“Whatever thoughts come along, don’t believe them. One thought of doubt, and instantly the demon Mara enters your head.”
~ The Record of Linji, Chapter XVI
One of Linji’s great skills was to illuminate the workings of the human mind from a Zen point of view. He pointed out that our thoughts create and shape our world, but that those thoughts in themselves are fundamentally without substance. So why believe them? Maybe all the world is a dream. Even ice cream.
Last week we had a new visitor to our San Mateo group. She came in late, but was a good sport, sat in a chair and following our simple routine. I gave a short talk on expectations, giving a twist to Chang-sha’s “I went pursuing scented grasses, and I returned chasing the falling blossoms.” Maybe we don’t find the scented grasses, become disappointed and pay no attention to the beauty of the falling blossoms, feeling like we have struck out twice. The new person nodded. When discussion came, I asked her: “What are you thinking?”
She said, “Well, as I sit here, I know it is a dream. That nothing is real.” Surprised at her directness and sincerely, I asked if she could add a bit more, and she said, “Well, I am a dream, we all are dreams.
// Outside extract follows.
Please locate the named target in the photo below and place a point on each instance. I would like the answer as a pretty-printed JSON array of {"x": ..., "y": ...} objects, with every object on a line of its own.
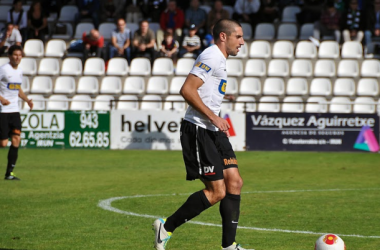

The whole world is a dream.” By way of example, she said, “At one time I hated Donald Trump, but now I realize that he is not real. I no longer see him as a problem.” I asked how and where she had come to see the world as a dream, and she told a story of feeling very unsettled in her life and recently going to an ashram in India and meeting a guru there who made an impression on her. At some point, her world view had changed. And she no longer felt unsettled.
When I came home, it being a hot summer night, I went to the freezer and gave myself a scoop of Dad’s Cardamom, by Three Twins, my favorite ice cream. Looking at my bowl of ice cream, I realized if I don’t believe my thoughts, then I need not believe my ice cream, either. I synchronized two bites with my breathing. Yes, not necessary to believe. Nor did I believe the calories.